Oh, and I definitely won't mention the Cops episode that broke out, mere feet from the fucking party, when police burst into the building and forcefully apprehended, handcuffed and carried off some skeev who was most likely one of the aforementioned sex offenders. I shit you not, by the way. The boyfriend of the birthday girl's mom, who looked like he was maybe, oh, 17 1/2, told me, after the altercation, "I thought that guy didn't look quite right. I seen 'im earlier when I was outside smokin', and he asked me for a light."

I'm just going to go upstairs, steal a coupla candy bars from the Miss O's halloween bag (that she fucking OWES me after today), take a long, hot shower to dislodge the silt of death that descended upon me in that Hellmouth, crawl into bed and pass out. And if I never wake up... well, at least I won't have to think about this day ever again.

6 comments:

nora leona said...

I have a hard time saying "no" to a lot of things. I wind up at more damn candle parties and volunteering for stuff that I have no time for.

The one thing that I've always stood firm on is - NO FREAKING BIRTHDAY PARTIES AT CHEEZELAND OR WHERE EVER. I've missed a few birthday parties for my dear niece and nephew, but it has been totally worth it.

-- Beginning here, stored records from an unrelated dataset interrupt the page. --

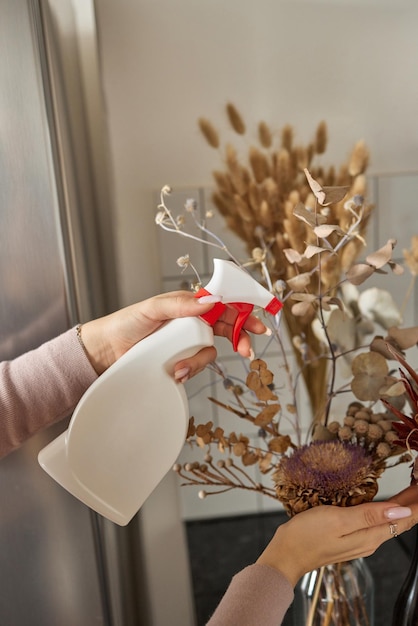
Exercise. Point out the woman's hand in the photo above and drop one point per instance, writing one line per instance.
(108, 338)
(332, 534)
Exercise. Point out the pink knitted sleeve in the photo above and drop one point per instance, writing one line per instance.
(257, 595)
(41, 387)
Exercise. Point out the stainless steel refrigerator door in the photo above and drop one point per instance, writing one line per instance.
(55, 554)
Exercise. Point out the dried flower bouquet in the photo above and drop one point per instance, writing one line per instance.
(304, 228)
(306, 254)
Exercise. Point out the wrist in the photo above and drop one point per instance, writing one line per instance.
(92, 344)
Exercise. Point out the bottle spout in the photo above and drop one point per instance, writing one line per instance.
(239, 291)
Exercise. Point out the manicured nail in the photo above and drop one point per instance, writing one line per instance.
(182, 374)
(398, 512)
(209, 299)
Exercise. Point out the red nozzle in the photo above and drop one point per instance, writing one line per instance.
(244, 311)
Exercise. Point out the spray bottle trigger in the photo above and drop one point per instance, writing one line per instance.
(212, 316)
(244, 311)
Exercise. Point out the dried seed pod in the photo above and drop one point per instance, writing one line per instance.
(375, 433)
(383, 450)
(345, 433)
(209, 132)
(361, 427)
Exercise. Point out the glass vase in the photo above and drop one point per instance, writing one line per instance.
(335, 595)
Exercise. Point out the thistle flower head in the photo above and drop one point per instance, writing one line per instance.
(326, 472)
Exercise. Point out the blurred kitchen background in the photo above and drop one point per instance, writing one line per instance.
(163, 64)
(352, 63)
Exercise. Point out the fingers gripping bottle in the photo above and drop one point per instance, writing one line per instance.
(130, 426)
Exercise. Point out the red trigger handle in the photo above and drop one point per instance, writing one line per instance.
(212, 316)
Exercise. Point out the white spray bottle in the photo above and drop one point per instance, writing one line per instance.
(108, 457)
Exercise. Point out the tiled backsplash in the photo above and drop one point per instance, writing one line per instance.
(396, 200)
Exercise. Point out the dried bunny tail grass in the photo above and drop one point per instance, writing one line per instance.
(235, 119)
(302, 158)
(359, 159)
(243, 209)
(266, 215)
(254, 196)
(359, 186)
(287, 137)
(209, 132)
(270, 192)
(330, 176)
(321, 138)
(239, 176)
(259, 164)
(310, 201)
(310, 151)
(264, 135)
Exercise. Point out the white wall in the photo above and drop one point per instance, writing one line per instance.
(167, 62)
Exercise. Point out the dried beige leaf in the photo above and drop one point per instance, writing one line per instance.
(325, 230)
(382, 256)
(304, 297)
(309, 217)
(300, 309)
(293, 256)
(300, 281)
(209, 132)
(266, 415)
(325, 195)
(358, 273)
(370, 372)
(311, 251)
(280, 444)
(404, 337)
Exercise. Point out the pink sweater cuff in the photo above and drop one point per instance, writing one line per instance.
(257, 595)
(41, 387)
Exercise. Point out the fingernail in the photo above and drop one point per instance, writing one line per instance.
(209, 299)
(398, 512)
(182, 374)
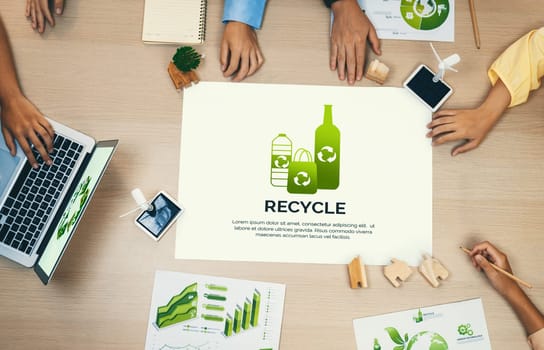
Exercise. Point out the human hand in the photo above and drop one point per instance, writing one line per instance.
(21, 121)
(350, 31)
(240, 54)
(38, 11)
(471, 125)
(482, 254)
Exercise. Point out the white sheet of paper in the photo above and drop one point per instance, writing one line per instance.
(431, 20)
(460, 325)
(205, 306)
(382, 208)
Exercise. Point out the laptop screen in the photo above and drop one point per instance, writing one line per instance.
(71, 216)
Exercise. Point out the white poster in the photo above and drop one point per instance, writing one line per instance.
(198, 312)
(313, 174)
(459, 325)
(430, 20)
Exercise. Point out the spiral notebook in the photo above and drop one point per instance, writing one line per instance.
(174, 21)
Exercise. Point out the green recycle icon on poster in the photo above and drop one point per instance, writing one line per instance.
(424, 14)
(298, 171)
(465, 329)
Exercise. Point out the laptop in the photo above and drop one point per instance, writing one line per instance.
(41, 208)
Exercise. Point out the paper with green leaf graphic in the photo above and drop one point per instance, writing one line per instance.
(316, 174)
(460, 325)
(191, 311)
(429, 20)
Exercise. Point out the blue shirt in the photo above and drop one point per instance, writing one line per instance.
(250, 12)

Of course I did a stint as Bingo the Clown when I worked at the Ground Round in college. I was probably the only person who played typewriter in a punk-rock band and was in a clown costume three hours later. Of course, I might be one of the only people who has played typewriter in a band...

I hope you've recovered from the party. And, you're a good papa to go and protect Miss O.

Monica said...

Gah, just when I was thinkin' you were all hyperoverprotective...you DO know that the first two years of Sesame Street now carry a warning, right? No longer PC or even legal, apparently, for toddlers to watch. The Aqua Dots got recalled, probably your fault as well.
Well, talk to me when she's 26 and you're glad there's ONLY lead paint on the walls in her downtown apt...and four locks on the door...and "mouse traps" in a neatly labeled box...

Jon said...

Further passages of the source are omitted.